1. Ensure Representative Data

Your evaluation set should mirror real-world distribution. A dataset of only "easy" questions will give you a false sense of security.

# BAD: Homogeneous data
data = [dspy.Example(q="2+2?", a="4"), dspy.Example(q="3+3?", a="6")]

# GOOD: Diverse data with edge cases
data = [
    dspy.Example(q="2+2?", a="4"),                  # Simple
    dspy.Example(q="What is the meaning of lif", a="Likely typo..."), # Edge case
    dspy.Example(q="", a="Please provide input")    # Empty input
]

2. Balance Your Dataset

Ensure key categories are equally represented to prevent bias towards majority classes.

Metric Design

1. Measure What Matters

Don't use proxy metrics just because they are easy. Length does not equal quality.

2. Make Metrics Robust

Handle formatting variations (case sensitivity, punctuation) gracefully.
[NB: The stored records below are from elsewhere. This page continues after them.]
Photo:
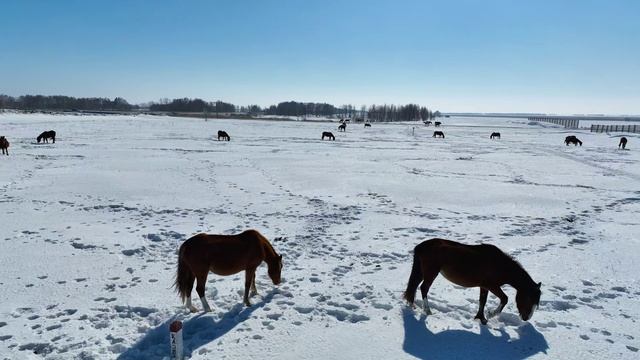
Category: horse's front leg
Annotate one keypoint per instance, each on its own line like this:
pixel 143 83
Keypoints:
pixel 497 291
pixel 483 301
pixel 248 281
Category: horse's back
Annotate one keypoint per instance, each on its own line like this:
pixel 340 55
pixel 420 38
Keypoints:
pixel 224 254
pixel 447 250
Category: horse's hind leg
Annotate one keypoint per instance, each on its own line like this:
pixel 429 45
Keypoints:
pixel 429 274
pixel 503 301
pixel 483 301
pixel 249 278
pixel 201 282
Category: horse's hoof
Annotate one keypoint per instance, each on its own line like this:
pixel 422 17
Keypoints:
pixel 482 319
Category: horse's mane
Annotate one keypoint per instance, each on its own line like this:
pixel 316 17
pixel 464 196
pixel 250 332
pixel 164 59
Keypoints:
pixel 517 267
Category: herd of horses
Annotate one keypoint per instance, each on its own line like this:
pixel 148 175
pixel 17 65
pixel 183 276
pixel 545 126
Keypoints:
pixel 484 266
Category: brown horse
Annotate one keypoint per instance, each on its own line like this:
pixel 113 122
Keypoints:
pixel 47 135
pixel 4 145
pixel 438 134
pixel 328 135
pixel 483 266
pixel 623 143
pixel 571 139
pixel 224 255
pixel 223 135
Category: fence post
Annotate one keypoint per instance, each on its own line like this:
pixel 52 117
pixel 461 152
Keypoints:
pixel 175 337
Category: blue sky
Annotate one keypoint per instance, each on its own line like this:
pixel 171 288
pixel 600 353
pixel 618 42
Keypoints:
pixel 493 55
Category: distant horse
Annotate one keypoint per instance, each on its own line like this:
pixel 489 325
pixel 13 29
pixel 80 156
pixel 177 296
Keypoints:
pixel 438 134
pixel 45 136
pixel 623 143
pixel 483 266
pixel 328 135
pixel 224 255
pixel 4 145
pixel 572 140
pixel 223 135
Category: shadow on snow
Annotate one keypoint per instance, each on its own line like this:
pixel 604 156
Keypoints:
pixel 197 331
pixel 422 343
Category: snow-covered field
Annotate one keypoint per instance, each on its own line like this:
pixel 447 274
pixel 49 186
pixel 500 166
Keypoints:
pixel 90 226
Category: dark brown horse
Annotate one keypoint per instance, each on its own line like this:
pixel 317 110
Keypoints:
pixel 4 145
pixel 483 266
pixel 224 255
pixel 328 135
pixel 623 143
pixel 571 139
pixel 45 136
pixel 223 135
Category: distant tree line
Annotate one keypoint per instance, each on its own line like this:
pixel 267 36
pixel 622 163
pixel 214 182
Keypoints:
pixel 293 108
pixel 409 112
pixel 191 105
pixel 59 102
pixel 385 112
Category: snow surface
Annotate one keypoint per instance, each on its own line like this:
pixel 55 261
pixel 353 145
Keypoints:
pixel 90 227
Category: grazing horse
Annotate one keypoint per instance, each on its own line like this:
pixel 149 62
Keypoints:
pixel 572 140
pixel 223 135
pixel 328 135
pixel 4 145
pixel 623 143
pixel 224 255
pixel 483 266
pixel 47 135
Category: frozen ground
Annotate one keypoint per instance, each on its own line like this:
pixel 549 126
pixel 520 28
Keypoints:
pixel 90 227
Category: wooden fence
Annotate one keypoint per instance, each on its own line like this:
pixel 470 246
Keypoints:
pixel 568 123
pixel 616 128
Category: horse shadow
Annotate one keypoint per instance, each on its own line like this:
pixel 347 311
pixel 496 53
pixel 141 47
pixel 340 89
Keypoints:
pixel 423 343
pixel 197 331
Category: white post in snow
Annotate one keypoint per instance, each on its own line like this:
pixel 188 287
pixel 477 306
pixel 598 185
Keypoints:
pixel 175 332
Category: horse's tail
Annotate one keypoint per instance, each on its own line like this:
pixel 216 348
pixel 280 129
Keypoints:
pixel 414 279
pixel 184 276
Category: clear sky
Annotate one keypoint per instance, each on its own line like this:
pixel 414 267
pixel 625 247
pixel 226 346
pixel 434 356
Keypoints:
pixel 562 56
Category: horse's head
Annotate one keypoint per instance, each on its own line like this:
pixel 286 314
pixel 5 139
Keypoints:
pixel 528 301
pixel 275 270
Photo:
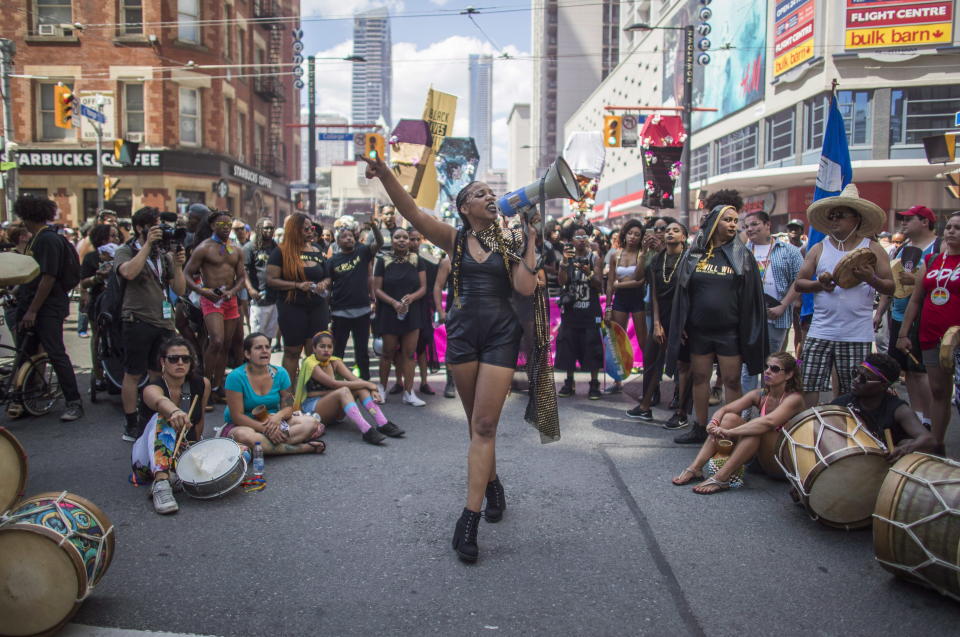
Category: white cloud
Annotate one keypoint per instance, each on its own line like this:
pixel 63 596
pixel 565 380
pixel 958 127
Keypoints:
pixel 444 66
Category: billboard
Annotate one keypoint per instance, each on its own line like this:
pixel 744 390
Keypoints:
pixel 734 79
pixel 792 34
pixel 888 24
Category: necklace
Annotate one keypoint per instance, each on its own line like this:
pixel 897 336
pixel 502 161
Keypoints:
pixel 663 271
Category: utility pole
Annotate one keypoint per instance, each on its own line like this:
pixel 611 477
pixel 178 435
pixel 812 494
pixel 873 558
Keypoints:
pixel 7 50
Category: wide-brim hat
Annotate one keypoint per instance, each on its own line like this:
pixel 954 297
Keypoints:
pixel 872 216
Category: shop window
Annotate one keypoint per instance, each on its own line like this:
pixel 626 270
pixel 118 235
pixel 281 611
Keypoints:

def robust_metric(example, pred, trace=None):
    # Normalize before comparing
    clean_gold = example.answer.lower().strip()
    clean_pred = pred.answer.lower().strip()
    return clean_gold == clean_pred

Avoiding Data Leakage

⚠️

Critical: Data leakage—where test data overlaps with training data—invalidates your entire evaluation.

Prevention Strategies

  • Split by Date: Train on past data, test on future data.
  • Deduplicate: Remove identical or near-identical examples before splitting.
  • Verify Disjoint Sets: Programmatically check that len(set(train) & set(test)) == 0.

Reproducibility

1. Fix Random Seeds

import random
random.seed(42)

2. Version Control Data

Treat your datasets like code. Track versions to understand performance changes over time.

Checklist for Every Evaluation

✅ Data Representation

Does the data cover edge cases and real-world variety?

✅ Metric Validity

Does the metric actually measure success for the user?

✅ No Leakage

Are training and testing sets completely disjoint?

✅ Baselines

Did you compare against a simple baseline?